The acuity-adaptable room unit model and its manifestations in hospital intensive care have been the subject of increasing research attention. This concept can yield enhanced individualized zones for patients, families, and staff and is adaptable to ever-evolving technological innovation (K. K. Brown & Gallant, 2006). Its core variants—flex-up, flex-down, universal room, and single-stay units—in addition to the core original acuity-adaptable patient room template first introduced in the 1990s, are predicted to be more widely incorporated in ICUs in the coming years (Kwan, 2011).

Single Family Versus Semiprivate Rooms

Many NICUs in North America are being transformed from small-scale open wards to single rooms. Rybkowski et al. (2012) presented a set of facility planning principles defined as Target Value Design for application in the transition from all semiprivate (open bay) to SFR NICUs. In addition, the SFR model and its ramifications for patient, nursing, and family satisfaction with the physical setting are described as a recent evidence-based, applied strategy for renovating existing and constructing new ICUs.

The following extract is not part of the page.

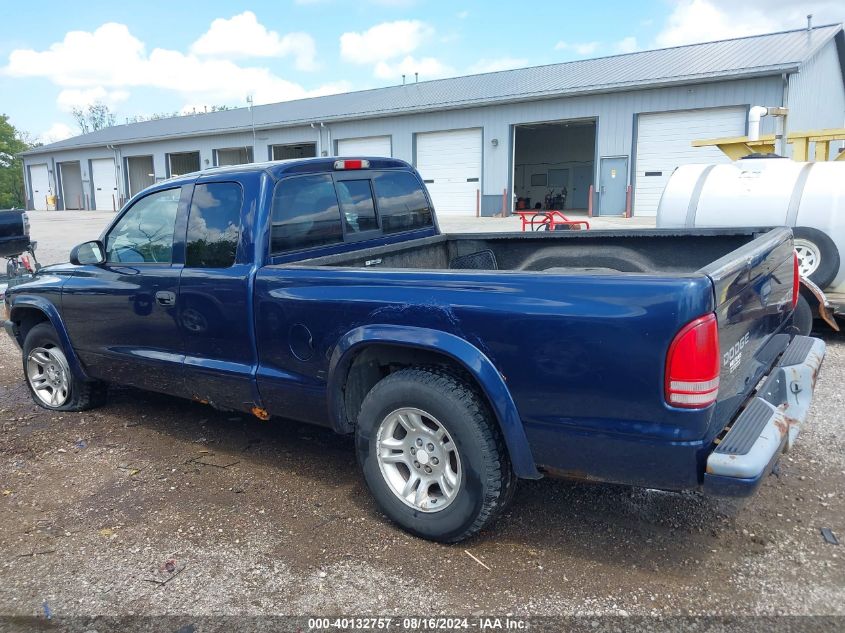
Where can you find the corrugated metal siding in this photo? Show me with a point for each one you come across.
(817, 94)
(750, 56)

It is predicted that the SFR model will become more widely advocated by clients and their commissioned design teams (Stichler, 2012).

Holistic Strategies

Hamilton (2013) has argued for further application of evidence-based design in the medical intensive care milieu, as this will improve the quality of care for patients, families, and yield more supportive work conditions for direct caregivers. Huisman et al. (2012) examined the physical environment’s fundamental, timeless effects on health status outcomes. This is achievable through systematic assessment of occupant well-being, that is, the experience of patients, family, and staff together with systematic, iterative assessment of technical support systems including materiality, space planning attributes, interior amenities, and relationship to central hospital support services. Therapeutic design interventions in critical care units have been shown to provide positive distractions for patients and their direct caregivers. Artwork, natural and artificial lighting, views to the exterior environment and landscape, access to gardens, noise minimization on the unit, ambient music and soundscapes, therapeutic color palettes, maximizing one’s sense of personal control and privacy, the provision of social supports, healthful air quality, cleanliness, and maintenance collectively contribute to a positive hospitalization experience (Iyendo et al., 2016). In short, a reduction in physical setting–emanating environmental stressors in the ICU can mitigate adverse outcomes (Rubert et al., 2007).